Le général Toufik serait partant

PATRON DE LA PUISSANTE DRS DEPUIS 1990

Le général Toufik serait partant

S. Ghazi, El Watan, 23 avril 2001

Le conflit latent qui oppose le président Bouteflika à certains cercles des décideurs (c’est comme cela qu’on les appelle) au niveau de l’institution militaire est un secret de Polichinelle.

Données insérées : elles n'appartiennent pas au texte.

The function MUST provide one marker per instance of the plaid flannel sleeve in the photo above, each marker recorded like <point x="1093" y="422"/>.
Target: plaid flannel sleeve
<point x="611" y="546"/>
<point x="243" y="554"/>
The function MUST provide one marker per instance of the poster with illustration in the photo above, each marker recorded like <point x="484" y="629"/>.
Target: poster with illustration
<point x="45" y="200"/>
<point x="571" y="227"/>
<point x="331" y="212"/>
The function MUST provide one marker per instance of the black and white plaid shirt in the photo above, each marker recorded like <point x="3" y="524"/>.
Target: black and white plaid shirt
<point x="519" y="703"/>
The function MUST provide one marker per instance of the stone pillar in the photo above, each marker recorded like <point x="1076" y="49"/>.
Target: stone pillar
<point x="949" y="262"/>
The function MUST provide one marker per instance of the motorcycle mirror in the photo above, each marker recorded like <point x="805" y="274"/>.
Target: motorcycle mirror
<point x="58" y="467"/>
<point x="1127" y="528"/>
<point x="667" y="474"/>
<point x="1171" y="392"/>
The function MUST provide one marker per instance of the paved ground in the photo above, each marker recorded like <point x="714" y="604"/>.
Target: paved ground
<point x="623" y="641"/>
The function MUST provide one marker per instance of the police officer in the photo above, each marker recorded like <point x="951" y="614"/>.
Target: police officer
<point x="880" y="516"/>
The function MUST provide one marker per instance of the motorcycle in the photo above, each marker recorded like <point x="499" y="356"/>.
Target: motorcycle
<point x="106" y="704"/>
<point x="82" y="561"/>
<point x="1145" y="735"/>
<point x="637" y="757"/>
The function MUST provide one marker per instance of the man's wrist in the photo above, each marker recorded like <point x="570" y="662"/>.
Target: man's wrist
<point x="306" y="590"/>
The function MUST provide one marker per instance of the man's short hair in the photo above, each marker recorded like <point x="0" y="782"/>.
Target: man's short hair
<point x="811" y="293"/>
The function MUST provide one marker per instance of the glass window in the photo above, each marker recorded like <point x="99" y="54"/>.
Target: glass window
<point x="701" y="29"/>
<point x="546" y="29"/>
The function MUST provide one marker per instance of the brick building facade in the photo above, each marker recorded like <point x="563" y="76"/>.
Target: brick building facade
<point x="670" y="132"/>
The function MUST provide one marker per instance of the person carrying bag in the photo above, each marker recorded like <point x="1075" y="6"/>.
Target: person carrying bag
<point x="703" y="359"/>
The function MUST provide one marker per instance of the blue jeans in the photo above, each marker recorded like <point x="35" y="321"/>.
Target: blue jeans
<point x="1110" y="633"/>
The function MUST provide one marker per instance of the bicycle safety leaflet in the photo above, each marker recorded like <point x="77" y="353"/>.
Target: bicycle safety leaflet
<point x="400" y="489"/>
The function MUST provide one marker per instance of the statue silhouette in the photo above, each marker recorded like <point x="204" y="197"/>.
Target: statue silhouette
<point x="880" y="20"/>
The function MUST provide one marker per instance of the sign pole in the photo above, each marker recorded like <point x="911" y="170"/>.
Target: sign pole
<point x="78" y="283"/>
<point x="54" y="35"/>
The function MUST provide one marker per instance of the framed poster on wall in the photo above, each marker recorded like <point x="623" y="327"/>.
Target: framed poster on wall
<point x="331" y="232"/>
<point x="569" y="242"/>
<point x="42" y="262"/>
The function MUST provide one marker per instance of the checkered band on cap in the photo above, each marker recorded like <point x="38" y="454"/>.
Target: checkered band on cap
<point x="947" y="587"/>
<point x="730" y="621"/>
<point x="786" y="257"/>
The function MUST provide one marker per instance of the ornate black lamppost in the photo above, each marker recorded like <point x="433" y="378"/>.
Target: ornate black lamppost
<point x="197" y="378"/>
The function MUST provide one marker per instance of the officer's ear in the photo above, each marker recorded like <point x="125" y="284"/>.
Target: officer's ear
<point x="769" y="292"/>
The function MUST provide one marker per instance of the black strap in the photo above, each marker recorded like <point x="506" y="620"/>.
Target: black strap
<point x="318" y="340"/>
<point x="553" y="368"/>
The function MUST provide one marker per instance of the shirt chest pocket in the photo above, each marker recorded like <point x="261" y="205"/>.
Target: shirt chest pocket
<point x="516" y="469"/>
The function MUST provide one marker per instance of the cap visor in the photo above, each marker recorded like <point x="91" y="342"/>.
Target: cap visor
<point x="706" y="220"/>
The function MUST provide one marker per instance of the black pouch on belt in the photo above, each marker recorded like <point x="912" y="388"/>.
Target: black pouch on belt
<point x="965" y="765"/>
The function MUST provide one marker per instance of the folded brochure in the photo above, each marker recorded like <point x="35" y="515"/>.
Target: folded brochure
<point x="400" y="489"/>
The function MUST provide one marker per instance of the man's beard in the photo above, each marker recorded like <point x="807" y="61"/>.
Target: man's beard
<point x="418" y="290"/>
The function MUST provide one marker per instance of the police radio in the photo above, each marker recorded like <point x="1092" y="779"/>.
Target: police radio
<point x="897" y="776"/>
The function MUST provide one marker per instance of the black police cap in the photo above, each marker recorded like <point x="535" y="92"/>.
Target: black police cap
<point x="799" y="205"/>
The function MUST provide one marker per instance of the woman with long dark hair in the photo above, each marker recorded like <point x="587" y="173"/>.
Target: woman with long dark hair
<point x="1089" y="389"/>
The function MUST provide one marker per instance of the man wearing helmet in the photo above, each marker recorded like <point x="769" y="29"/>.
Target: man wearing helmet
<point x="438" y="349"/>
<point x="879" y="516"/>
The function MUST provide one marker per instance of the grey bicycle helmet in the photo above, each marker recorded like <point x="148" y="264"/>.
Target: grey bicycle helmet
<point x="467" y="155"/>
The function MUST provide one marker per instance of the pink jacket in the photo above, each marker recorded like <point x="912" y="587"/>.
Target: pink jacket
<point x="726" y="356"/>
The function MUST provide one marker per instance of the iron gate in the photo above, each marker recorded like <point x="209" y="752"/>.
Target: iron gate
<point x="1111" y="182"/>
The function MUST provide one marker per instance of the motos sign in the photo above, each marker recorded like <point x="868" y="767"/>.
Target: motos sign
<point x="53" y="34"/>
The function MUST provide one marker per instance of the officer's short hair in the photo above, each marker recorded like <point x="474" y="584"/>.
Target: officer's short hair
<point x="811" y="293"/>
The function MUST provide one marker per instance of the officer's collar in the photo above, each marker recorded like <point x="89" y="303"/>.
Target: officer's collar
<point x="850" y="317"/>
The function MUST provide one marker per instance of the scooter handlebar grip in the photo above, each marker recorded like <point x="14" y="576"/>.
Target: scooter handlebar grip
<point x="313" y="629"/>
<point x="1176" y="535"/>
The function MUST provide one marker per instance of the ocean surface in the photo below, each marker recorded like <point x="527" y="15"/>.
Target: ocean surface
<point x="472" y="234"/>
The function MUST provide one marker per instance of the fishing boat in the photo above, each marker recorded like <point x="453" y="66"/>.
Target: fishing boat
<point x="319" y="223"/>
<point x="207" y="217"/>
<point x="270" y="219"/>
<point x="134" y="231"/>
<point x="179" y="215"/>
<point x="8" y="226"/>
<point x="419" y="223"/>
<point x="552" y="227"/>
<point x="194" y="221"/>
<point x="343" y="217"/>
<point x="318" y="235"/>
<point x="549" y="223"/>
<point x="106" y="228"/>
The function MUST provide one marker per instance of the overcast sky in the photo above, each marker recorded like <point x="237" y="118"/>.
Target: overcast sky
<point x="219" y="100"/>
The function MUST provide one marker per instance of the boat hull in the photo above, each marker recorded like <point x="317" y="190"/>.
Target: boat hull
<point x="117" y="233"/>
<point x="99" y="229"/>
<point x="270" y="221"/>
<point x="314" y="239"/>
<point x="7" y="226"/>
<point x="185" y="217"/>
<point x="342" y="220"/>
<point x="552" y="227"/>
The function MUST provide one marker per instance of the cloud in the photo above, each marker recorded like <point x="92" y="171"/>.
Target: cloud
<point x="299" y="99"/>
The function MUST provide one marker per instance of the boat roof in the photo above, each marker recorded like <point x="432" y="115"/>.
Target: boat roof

Comme l’est d’ailleurs «l’intronisation» de l’ex-ministre des Affaires étrangères sous Boumediène à la plus haute responsabilité du pays, par ces mêmes cercles qui pensaient, au lendemain de la démission de Liamine Zeroual, avoir trouvé l’homme idoine pour diriger l’Algérie… en attendant mieux. Abdelaziz Bouteflika aura beau affirmer que son investiture a été le résultat d’une «élection populaire libre et démocratique», cette thèse n’a pas pour autant échappé au phénomène de la suspicion pour s’installer dans les esprits de l’opinion publique comme une fatalité du système qui cache mal les apparences. En un mot, tout le monde sait que c’est l’Armée qui a ramené Bouteflika au pouvoir, même si ce dernier n’hésite pas à dire le contraire pour conserver intacte sa crédibilité tant sur le plan national qu’international.
Un retour fulgurant donc aux affaires pour un homme frappé d’une disgrâce qui aura duré une vingtaine d’années et sanctionnée par un long exil à l’étranger, mais qui, pour les décideurs, en matière de choix stratégique, s’avéra deux ans après une véritable catastrophe. Bien que restée comme impression réservée de l’institution militaire, mais néanmoins de plus en plus partagée, l’option Bouteflika sous le parrainage de la grande muette a suscité parfois des critiques très acerbes et des débats intenses au sein même de l‘institution où le sujet ne pouvait plus être évité ni occulté. C’est à ce titre qu’à ceux qui ont influé de tout leur poids sur le cours des événements et par là même réussi à imposer le retour de Bouteflika sur la scène politique, il est fait le reproche d’avoir fait fausse route et donc d’assumer, aujourd’hui, d’une certaine manière, leur responsabilité devant l’échec d’une gestion présidentielle par un homme grisé par son ambition personnelle. Parmi les hommes en uniforme qui ont joué un rôle-clé, dans le rappel de Bouteflika, le général-major Mediène, dit «Toufik», est certainement celui qui est le plus cité. «Il a pris une part active et essentielle dans le choix de l’actuel président», dit-on, et dans cette optique, c’est vers lui que sont retournés les reproches de ses pairs, renouvelés à chaque fois que Bouteflika ajoute une mauvaise note dans sa manière très particulière de diriger le pays. On laisse entendre que le mécontentement soulevé par le pouvoir personnel de Bouteflika au sein de l’Armée a même pris les allures de mini-crises parfois, et engendré des climats de tension épisodiques qui donnent ainsi l’occasion de «fulminer» contre le ou les principaux responsables de cette réhabilitation d’un homme avec lequel l’institution militaire a toutes les difficultés à s’adapter. Les griefs qui sont faits au président étant connus, c’est donc sur les erreurs commises quant à la fiabilité de l’option politique qu’on s’est concentré, et là il est évident que le duo Toufik-Lamari aura été soumis à une pression parfois insoutenable. Du moins, c’est ce qui se dit à propos des implications de «l’effet Bouteflika» sur la grande muette, laquelle cependant continue de ne tolérer aucunement à ce dernier de franchir les lignes rouges qu’elle lui a tracées.